Habe sein Gesicht in einem Dutzend Holodokumentationen gesehen, ehe ich hierherkam. Er war ein Held der Rebellion.
Und das neben ihm ist Hazel D’Ark.«
»Das ist Hazel D’Ark?« fragte die erste Stimme. »O verdammt! Ist es nicht schon schlimm genug, leprakrank zu sein, auch ohne sie hier zu haben?«
Owen sah Hazel an. »Eure Reputation spricht sich herum.«
»Gut«, sagte sie. »Jetzt sag ihm, sie sollen endlich Tempo machen, oder ich trete ihr Tor ein und füttere sie mit den Angeln.«
»Ich habe das verstanden«, sagte die zweite Stimme. »Bitte laßt unser Tor in Ruhe.
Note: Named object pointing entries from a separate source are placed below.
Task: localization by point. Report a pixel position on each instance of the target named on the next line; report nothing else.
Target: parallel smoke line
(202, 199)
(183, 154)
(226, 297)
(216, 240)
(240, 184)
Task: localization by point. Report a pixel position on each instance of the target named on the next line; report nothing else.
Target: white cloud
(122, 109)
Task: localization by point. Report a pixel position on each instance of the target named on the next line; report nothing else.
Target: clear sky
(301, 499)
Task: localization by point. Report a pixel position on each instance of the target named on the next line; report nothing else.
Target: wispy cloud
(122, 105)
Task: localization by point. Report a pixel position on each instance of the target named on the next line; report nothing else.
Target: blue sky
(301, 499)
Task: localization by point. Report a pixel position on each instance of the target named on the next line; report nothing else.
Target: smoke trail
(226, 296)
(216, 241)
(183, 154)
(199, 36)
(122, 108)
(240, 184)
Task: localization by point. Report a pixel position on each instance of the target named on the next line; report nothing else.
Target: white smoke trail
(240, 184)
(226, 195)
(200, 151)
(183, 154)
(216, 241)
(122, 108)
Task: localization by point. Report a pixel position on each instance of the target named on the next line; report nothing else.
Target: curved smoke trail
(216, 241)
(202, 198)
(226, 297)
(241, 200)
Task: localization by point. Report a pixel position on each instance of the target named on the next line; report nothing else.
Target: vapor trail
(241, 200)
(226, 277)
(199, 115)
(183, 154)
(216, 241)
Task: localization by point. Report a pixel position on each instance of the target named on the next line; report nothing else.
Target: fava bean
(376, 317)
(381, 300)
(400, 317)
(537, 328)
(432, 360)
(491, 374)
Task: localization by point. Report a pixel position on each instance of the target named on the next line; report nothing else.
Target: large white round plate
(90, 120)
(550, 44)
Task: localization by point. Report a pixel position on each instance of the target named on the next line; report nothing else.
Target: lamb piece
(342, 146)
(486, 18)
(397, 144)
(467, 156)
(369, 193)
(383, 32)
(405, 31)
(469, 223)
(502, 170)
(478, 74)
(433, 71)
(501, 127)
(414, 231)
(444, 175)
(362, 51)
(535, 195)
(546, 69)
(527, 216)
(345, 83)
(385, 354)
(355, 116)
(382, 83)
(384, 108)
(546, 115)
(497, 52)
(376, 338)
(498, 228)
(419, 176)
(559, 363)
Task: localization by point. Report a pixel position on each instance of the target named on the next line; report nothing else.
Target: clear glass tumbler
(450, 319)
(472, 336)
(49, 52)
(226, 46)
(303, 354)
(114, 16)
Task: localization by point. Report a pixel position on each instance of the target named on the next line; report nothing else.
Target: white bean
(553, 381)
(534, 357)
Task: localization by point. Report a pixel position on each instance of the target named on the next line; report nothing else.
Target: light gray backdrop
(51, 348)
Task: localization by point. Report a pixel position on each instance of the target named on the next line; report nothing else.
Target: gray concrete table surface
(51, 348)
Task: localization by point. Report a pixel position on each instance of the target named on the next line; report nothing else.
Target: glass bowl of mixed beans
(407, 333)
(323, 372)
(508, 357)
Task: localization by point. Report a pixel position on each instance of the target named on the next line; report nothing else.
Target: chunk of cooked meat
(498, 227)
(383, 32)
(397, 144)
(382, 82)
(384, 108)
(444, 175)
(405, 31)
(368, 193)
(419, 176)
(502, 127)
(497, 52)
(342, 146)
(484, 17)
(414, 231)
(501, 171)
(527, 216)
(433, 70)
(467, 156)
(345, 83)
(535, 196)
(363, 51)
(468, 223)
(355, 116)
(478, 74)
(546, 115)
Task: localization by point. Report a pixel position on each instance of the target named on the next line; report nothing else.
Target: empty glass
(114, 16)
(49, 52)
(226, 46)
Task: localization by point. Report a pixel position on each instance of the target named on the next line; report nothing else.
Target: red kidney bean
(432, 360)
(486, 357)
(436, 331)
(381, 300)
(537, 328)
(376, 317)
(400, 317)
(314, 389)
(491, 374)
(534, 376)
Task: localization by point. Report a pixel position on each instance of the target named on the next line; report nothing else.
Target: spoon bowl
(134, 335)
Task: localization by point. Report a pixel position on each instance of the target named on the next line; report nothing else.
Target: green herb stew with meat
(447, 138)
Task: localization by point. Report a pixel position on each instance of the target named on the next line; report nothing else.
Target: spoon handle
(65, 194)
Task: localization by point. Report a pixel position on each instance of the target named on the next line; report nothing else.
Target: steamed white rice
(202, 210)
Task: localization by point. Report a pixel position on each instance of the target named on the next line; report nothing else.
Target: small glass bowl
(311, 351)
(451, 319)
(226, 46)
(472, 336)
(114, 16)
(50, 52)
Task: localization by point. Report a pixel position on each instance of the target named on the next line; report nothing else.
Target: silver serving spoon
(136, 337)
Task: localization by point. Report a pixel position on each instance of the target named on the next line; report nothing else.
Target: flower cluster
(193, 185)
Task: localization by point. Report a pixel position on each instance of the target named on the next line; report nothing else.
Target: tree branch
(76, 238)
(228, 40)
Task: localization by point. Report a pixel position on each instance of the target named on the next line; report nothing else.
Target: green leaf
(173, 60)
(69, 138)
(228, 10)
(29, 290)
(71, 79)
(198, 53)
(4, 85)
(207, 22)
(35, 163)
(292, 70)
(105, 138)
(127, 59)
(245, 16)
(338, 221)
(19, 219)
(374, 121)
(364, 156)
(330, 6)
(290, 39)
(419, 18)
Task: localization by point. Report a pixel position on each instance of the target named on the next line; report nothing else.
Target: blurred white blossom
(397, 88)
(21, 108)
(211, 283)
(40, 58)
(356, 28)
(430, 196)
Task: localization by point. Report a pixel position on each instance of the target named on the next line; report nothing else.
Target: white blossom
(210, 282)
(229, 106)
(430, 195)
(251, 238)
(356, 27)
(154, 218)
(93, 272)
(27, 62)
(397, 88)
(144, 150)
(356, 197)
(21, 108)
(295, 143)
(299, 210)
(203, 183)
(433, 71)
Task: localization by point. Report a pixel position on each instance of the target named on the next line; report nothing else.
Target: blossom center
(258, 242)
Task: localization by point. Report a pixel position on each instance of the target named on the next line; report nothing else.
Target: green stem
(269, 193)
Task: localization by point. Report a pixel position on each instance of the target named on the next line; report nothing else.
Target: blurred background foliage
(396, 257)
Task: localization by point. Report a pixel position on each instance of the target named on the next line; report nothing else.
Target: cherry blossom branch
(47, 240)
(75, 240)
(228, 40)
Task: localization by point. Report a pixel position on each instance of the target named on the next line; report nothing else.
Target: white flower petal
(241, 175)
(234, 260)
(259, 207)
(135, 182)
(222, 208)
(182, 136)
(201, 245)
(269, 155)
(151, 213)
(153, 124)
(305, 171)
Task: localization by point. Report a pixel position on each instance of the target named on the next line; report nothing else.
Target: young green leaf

Es ist unser einziges. Wartet eine Minute, bis wir die Riegel zurückgezogen haben, dann lassen wir Euch ein. Die Oberste Mutter ist gleich hier, und es gibt warme Mahlzeiten und trockene Kleider für Euch alle.«
»Und eine Leine für Hazel D’Ark«, sagte die erste Stimme.
»Ich habe das verstanden!« rief Hazel.
Eine Pause trat ein. »Wißt Ihr, wer ich bin?« fragte die erste Stimme.
»Nein.«
»Dann, denke ich, belassen wir es dabei.«
Das Tor öffnete sich knarrend, während sich Hazel noch den Kopf nach einer passend verheerenden Antwort zerbrach. Alle Feindschaft war jedoch vergessen, als Owen und seine Gruppe in die Siedlung eilten, froh darüber, endlich aus dem Regen zu kommen. Hinter dem Tor lag ein weiträumiger Platz, der bereits halb mit Gestalten in Mantel und Kapuze gefüllt war, und weitere trafen ständig ein. Alle hatten die Kapuzen tief ins Gesicht gezogen, was sie einander unheimlich ähnlich und zu einer anonymen Masse machte. Sie erinnerten an eine Zusammenkunft etwas zerlumpter, grauer Gespenster. Owen stand tropfend vor ihnen und lauschte dem sehr erfreulichen und beruhigenden Klang des Regens, wie er aufs Dach trommelte. Er blickte sich langsam um, versuchte abzuschätzen, was ihn hier für ein Empfang erwartete, und dann hob die Menge die Stimme zu einem heiseren Jubel. Owen hörte ihn sich eine Zeitlang an. Er hatte durchaus das Gefühl, ihn verdient zu haben.